Chambers invited members of the fraternity and others who helped fill sandbags back then to contact Stahlbush Island Farms.
“We would like to see how they are doing and give them a little gift of some of our products,” Chambers said.
Counting the costs
About four days after the height of the flood, the sun popped out from behind the clouds and the waters began receding.
Linn County officials said 500 homes had received major damage, with the losses estimated at more than $10.6 million, and another 500 homes had lesser damage totaling more than $2.5 million.
Some 230 Linn County businesses experienced more than $2.3 million in damage.
Benton County was still tallying damage totals in the days following the flood. County officials were warning people to not swim in the floodwater, because it contained raw sewage, oil and other chemical waste materials.
The flood was a life-changing event for Salina Hart, who was an Estacada High School senior in February 1996.
Hart is now the chief of water management for the Portland District of the U.S. Army Corps of Engineers, which operates a network of 13 dams on major tributaries of the Willamette River. She is a key member of the team that makes decisions about reservoir water levels and downstream water flows.
The flood — which nearly destroyed her family’s home — was a key factor in her decision to become a civil engineer and work in the water management field.
“Our family was living in a house on the Clackamas River near Estacada,” Hart said. “I remember watching the water rising in our backyard and gathering our stuff, putting it on the kitchen table. We didn’t know what the river could do.”
It was the family’s first year living near the river and they didn’t know what to expect," Hart said. "We knew enough to build the house on stilts because we knew the river could rise."
Hart said that as the river rose, law enforcement officers came to the family’s door and advised them to evacuate.
Then and now
Today, Hart said, communication systems are much more advanced and the Corps of Engineers’ dams have a primary role of reducing flooding.
“The Corps of Engineers staff works very hard to communicate with emergency managers and the weather service,” Hart said. “Every time we have a flood event, I think about my experiences, how members of my community are affected. We make decisions as a team to reduce the impact of floodwaters on people.”
Hart said the corps can’t eliminate floods, but it can help mitigate their impact.
In the 1996 flood, Hart said, the water stopped a foot from her family home’s main floor, but their yard was destroyed — which made her mother very sad.
Several single-story homes in the area were destroyed.
“It can definitely happen again,” Hart said. “Every year, I think about how we can prepare better.
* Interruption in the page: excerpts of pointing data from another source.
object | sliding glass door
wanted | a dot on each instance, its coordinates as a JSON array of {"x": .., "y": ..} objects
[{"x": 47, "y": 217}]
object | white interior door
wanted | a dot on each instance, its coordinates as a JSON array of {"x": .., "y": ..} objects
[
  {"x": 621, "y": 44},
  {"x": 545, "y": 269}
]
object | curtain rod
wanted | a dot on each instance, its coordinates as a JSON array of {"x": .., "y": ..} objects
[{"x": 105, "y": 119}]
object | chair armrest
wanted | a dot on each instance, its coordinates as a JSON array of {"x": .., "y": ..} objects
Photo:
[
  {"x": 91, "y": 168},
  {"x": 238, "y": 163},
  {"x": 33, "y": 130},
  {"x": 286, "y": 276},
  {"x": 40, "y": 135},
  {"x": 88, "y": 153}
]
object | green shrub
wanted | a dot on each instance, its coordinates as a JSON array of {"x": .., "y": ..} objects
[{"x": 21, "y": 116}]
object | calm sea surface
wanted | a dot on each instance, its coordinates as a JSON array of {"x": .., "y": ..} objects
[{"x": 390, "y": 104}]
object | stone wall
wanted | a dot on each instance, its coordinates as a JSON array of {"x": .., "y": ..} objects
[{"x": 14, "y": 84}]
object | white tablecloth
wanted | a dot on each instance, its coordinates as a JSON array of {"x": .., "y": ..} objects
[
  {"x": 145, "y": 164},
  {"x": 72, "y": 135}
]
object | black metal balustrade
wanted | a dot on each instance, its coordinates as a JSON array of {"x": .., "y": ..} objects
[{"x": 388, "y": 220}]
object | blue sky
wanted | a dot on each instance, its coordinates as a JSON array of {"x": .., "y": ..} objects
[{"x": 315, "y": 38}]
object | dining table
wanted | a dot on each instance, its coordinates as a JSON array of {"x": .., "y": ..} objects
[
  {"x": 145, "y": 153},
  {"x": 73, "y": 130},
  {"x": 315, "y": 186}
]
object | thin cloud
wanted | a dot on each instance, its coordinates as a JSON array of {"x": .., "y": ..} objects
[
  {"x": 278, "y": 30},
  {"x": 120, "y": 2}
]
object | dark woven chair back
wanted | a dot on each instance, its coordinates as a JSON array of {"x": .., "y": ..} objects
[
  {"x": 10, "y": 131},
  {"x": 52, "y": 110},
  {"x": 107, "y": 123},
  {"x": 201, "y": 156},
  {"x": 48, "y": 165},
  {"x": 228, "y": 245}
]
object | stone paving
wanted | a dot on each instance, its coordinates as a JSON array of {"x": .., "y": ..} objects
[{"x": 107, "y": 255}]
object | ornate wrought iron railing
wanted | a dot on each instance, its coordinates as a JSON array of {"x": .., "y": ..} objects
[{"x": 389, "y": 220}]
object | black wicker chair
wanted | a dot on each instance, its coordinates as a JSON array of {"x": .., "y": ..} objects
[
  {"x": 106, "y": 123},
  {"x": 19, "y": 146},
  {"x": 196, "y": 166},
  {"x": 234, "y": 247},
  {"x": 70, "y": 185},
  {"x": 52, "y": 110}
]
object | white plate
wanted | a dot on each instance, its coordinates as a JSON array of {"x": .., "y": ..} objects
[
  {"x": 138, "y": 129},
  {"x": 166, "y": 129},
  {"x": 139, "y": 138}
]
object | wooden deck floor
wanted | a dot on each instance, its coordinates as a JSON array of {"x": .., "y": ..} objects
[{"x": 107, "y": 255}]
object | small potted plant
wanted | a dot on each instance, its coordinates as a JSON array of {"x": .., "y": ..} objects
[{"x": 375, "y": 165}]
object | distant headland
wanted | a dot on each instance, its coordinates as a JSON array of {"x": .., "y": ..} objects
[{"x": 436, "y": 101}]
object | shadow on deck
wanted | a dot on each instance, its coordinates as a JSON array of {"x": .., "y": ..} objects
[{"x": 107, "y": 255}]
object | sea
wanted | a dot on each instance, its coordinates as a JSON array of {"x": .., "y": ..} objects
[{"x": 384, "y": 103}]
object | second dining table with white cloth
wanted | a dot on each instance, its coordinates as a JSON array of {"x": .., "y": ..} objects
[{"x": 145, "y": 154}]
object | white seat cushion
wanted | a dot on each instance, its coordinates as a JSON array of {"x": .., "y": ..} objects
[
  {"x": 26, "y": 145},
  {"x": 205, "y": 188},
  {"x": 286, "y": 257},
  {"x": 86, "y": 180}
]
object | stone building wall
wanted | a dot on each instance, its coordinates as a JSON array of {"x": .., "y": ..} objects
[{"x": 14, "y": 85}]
It’s our job.”
Hart said the 13 Willamette Valley Project dams reduce their water levels during the winter for weather events like the one that caused the flood of ’96.
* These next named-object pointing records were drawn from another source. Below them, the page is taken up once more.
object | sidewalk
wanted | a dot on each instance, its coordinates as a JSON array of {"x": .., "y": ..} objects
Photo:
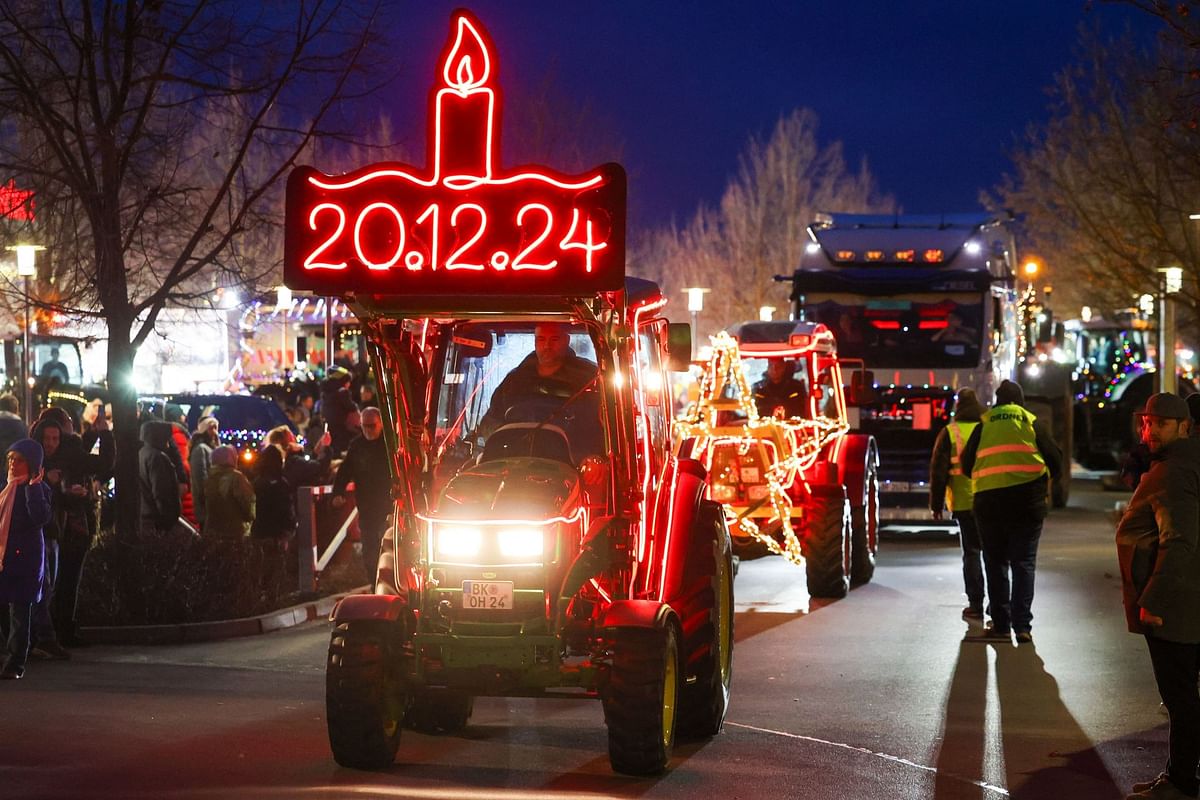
[{"x": 217, "y": 630}]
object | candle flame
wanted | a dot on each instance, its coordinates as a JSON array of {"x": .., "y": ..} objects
[{"x": 460, "y": 64}]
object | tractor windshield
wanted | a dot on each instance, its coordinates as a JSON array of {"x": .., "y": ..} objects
[{"x": 516, "y": 389}]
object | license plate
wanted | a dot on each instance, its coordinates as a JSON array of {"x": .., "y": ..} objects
[{"x": 492, "y": 595}]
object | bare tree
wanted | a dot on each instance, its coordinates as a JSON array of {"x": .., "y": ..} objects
[
  {"x": 759, "y": 229},
  {"x": 154, "y": 133},
  {"x": 1108, "y": 185}
]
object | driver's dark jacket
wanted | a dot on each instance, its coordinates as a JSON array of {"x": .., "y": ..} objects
[
  {"x": 1158, "y": 548},
  {"x": 523, "y": 383},
  {"x": 789, "y": 392}
]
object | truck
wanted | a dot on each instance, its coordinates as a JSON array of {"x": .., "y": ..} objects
[
  {"x": 793, "y": 480},
  {"x": 545, "y": 540},
  {"x": 928, "y": 306}
]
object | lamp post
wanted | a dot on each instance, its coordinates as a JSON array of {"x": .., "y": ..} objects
[
  {"x": 695, "y": 305},
  {"x": 283, "y": 307},
  {"x": 27, "y": 269},
  {"x": 1170, "y": 283}
]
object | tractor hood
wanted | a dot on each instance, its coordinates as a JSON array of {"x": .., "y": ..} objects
[{"x": 511, "y": 488}]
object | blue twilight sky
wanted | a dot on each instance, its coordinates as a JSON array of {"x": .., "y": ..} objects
[{"x": 931, "y": 92}]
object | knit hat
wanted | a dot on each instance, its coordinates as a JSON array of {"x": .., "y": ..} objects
[
  {"x": 1009, "y": 394},
  {"x": 1167, "y": 405},
  {"x": 30, "y": 451},
  {"x": 967, "y": 407},
  {"x": 225, "y": 456}
]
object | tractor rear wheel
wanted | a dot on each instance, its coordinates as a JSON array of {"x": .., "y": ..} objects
[
  {"x": 364, "y": 698},
  {"x": 709, "y": 648},
  {"x": 826, "y": 541},
  {"x": 864, "y": 525},
  {"x": 641, "y": 696}
]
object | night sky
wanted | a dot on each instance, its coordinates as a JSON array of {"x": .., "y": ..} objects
[{"x": 933, "y": 94}]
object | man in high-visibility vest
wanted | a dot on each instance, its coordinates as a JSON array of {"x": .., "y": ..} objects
[
  {"x": 1011, "y": 457},
  {"x": 946, "y": 477}
]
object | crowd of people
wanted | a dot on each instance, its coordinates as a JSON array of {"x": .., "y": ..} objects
[{"x": 52, "y": 498}]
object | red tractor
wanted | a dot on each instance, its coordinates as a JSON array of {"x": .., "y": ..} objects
[
  {"x": 772, "y": 428},
  {"x": 545, "y": 540}
]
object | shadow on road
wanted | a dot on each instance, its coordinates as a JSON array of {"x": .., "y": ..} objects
[{"x": 1045, "y": 753}]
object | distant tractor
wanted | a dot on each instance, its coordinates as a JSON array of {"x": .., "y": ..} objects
[{"x": 790, "y": 476}]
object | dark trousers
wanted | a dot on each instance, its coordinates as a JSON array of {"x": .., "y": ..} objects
[
  {"x": 19, "y": 620},
  {"x": 972, "y": 557},
  {"x": 1176, "y": 669},
  {"x": 371, "y": 537},
  {"x": 42, "y": 623},
  {"x": 1009, "y": 537}
]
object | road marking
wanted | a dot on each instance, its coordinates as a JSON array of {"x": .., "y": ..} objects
[{"x": 982, "y": 785}]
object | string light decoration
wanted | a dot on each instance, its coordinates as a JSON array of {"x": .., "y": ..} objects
[{"x": 786, "y": 446}]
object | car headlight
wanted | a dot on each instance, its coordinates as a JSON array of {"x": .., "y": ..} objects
[
  {"x": 521, "y": 542},
  {"x": 457, "y": 541}
]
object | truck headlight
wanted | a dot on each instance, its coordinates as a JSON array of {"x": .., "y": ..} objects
[
  {"x": 522, "y": 542},
  {"x": 457, "y": 541}
]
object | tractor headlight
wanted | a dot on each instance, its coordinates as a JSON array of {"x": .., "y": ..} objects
[
  {"x": 457, "y": 541},
  {"x": 523, "y": 542}
]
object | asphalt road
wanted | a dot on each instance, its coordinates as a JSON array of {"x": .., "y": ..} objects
[{"x": 875, "y": 696}]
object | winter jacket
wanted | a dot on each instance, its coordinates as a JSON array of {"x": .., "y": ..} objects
[
  {"x": 366, "y": 465},
  {"x": 199, "y": 459},
  {"x": 1158, "y": 548},
  {"x": 156, "y": 474},
  {"x": 275, "y": 516},
  {"x": 179, "y": 435},
  {"x": 24, "y": 559},
  {"x": 228, "y": 503}
]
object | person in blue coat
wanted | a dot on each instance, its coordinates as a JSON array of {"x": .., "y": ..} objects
[{"x": 24, "y": 511}]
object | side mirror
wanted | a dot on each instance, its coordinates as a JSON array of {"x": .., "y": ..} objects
[{"x": 678, "y": 347}]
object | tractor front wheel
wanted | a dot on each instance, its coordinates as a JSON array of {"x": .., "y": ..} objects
[
  {"x": 364, "y": 699},
  {"x": 641, "y": 696},
  {"x": 826, "y": 541}
]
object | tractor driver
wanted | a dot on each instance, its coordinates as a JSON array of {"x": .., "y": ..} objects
[
  {"x": 552, "y": 370},
  {"x": 780, "y": 391}
]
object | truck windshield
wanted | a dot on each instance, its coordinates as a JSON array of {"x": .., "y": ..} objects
[
  {"x": 492, "y": 394},
  {"x": 901, "y": 332}
]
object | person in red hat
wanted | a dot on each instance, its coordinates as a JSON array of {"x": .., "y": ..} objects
[{"x": 1159, "y": 557}]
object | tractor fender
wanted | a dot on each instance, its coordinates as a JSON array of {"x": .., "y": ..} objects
[
  {"x": 387, "y": 608},
  {"x": 636, "y": 613},
  {"x": 858, "y": 451},
  {"x": 673, "y": 524}
]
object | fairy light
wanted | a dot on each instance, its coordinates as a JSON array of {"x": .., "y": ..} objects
[{"x": 787, "y": 447}]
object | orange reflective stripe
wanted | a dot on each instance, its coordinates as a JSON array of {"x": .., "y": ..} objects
[
  {"x": 1008, "y": 468},
  {"x": 1000, "y": 449}
]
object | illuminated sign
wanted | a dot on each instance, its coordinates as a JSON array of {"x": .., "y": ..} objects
[
  {"x": 462, "y": 224},
  {"x": 16, "y": 203}
]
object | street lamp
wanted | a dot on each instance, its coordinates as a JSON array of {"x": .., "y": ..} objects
[
  {"x": 1170, "y": 283},
  {"x": 27, "y": 269},
  {"x": 695, "y": 305},
  {"x": 283, "y": 307}
]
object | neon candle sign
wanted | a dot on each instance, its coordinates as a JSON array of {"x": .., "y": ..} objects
[{"x": 462, "y": 224}]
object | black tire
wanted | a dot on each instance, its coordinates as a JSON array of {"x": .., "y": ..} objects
[
  {"x": 709, "y": 648},
  {"x": 826, "y": 541},
  {"x": 641, "y": 696},
  {"x": 864, "y": 525},
  {"x": 364, "y": 701},
  {"x": 439, "y": 711}
]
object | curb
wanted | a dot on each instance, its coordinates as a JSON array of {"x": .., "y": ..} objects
[{"x": 217, "y": 630}]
“We have flood capacity storage all through the winter months," Hart said. “We start bringing up water levels in the spring, and we monitor weather conditions constantly. We have lots of daily interaction with our fellow agencies.”
Hart said a flood like that of ’96 “will definitely happen again. It’s just a matter of when.”
The Pineapple Express, the weather pattern responsible for the '96 flood, is something that happens regularly over time.
“What happened in ’96 was that there was thick ice covered by thick snow in the mountains — which, of course, we want in the Pacific Northwest,” Hart said. “But when warm rains came in from the Pacific, that snow melted and the ice prevented it from being absorbed into the ground, which might normally occur.”
The water ran off the mountainsides instead of into the earth, and rivers and streams could not handle the massive amount of water, Hart said. But now, unlike 1996, she's in a position to do something about it.
“I love what I do, I love having this experience,” Hart said. “I’m always thinking about what we can do to help those who live along rivers. Life along a river can be volatile because you never know when the water is going to recede. It’s scary to abandon your belongings. I understand that feeling.”